12-25-2011
Inventing History
Former Speaker Newt Gingrich holds a doctor’s degree in European history from Tulane University, and he taught history at West Georgia College before he was denied tenure. So nowadays he feels called upon to give his presidential campaign audiences an occasional history lesson. Last week, for example, he claimed that “We have invented the Palestinian people, who are in fact Arabs and are historically part of the Arab people, and they had the chance to go many places.”
“For a variety of political reasons,” Gingrich continued, “we have sustained this war against Israel now since the 1940s, and I think it’s tragic. Somebody ought to have the courage to tell the truth. These people are terrorists. They teach terrorism in their schools. They have textbooks that say, if there are 13 Jews and nine Jews are killed, how many Jews are left? We pay for those textbooks through our aid money. It’s fundamentally time for somebody to have the guts to stand up and say, enough lying about the Middle East.”
Gingrich certainly has “the guts” to speak up, but regrettably in the case of the Palestinians he lacks the accurate and unbiased knowledge. The Palestinians are no less an “invented people” than we Americans. His sweeping denunciation of the textbooks in Palestinian schools, moreover, is a deplorable gross exaggeration. Although Gingrich goes all out to appear as a devoted friend of Israel, David Harris, the chief executive of the National Jewish Democratic Council, had his doubts: “What he’s saying is far to the right of the democratically elected Likud leadership of the State of Israel, not to mention established U.S. policy for decades… This is as clear a demonstration as one needs that he’s not ready for prime time.” Martin Indyk, an Australian-born Jew and a former U.S. ambassador to Israel told the New York Times that if Mr. Gingrich believed that Palestinians did not have a right to an independent state “as implied in his language, then he’s not pro-Israel at all."

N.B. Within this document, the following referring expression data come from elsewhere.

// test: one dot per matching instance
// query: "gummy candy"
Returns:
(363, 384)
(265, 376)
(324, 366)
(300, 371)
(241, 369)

Most experts on Middle East history, including Israeli scholars, are certain that the Palestinians have been living in the area known as Palestine since about 1200 before Christ. That was roughly the same time when the Israelites entered this territory. Romans and subsequent empires referred to the non-Jewish people along the coast as “Philistines,” people who occupy the land of Philistia. As enemies of the Israelites, the Philistines and their strongman Goliath are mentioned in both the Old Testament (1 Samuel 17) and the 2nd chapter of the Qur’an.
Situated between Egypt, Syria and Arabia, Palestine has been totally or partially occupied over the centuries by Egyptians, Canaanites, Philistines, Israelites, Assyrians, Babylonians, Persians, Greeks, Romans, Byzantines, Sunni and Shia Arab caliphates, Crusaders, Mameluks, Ottomans, British, Palestinians and, since 1948, Israelis. After the second Israelite revolt in 135 A.D., most, but not all, Jews had left their Biblical homeland and dispersed all over the world, until in the 1880s Jews from Russia began to resettle there.
Between the Jewish exodus in the first and second century A.D. and the establishment of the state of Israel in 1948, non-Jewish peoples, such as the Palestinians, continued to live between the Jordan River and the Mediterranean Sea in what became British territory in 1917. After Jerusalem surrendered to the Muslim Caliph Umar in 639, Arabic became the dominant language of the region. The idea of a Jewish and a Palestinian state only emerged after the collapse of the Ottoman Empire and the Balfour Declaration in 1917.
Gingrich’s rewriting of history undermines whatever trust Palestinians have in U.S. leadership in the Middle East now and for the future, particularly if Gingrich were elected President. He was clearly pandering to the members and supporters of the American Israel Public Affairs Committee (AIPAC), one of his key constituencies in his drive to win his presidential bid. His anti-Arab position stands in stark contrast to the official policies of the last seven U.S. administrations, both Republican and Democrat, and their search for a resolution of the Israeli-Palestinian conflict.
Wendy Chamberlin, formerly acting U.N. high commissioner of refugees and now president of the Middle East Institute, also condemned Gingrich for calling the Palestinians “invented people” and “terrorists.” “Under normal circumstances, one would ignore Gingrich's comments as a flippant, ignorant, and insignificant remark that was made by an aging American politician with a reputation for causing controversy. But the problem is that Gingrich is currently leading the polls for the Republican primaries. Thus, he could conceivably become the next U.S. president, if he wins the nomination; and if he wins the subsequent presidential election in 2012, he would be responsible for making war and peace as commander-in-chief. This is why everyone is taking what Gingrich says about the Palestinians seriously.”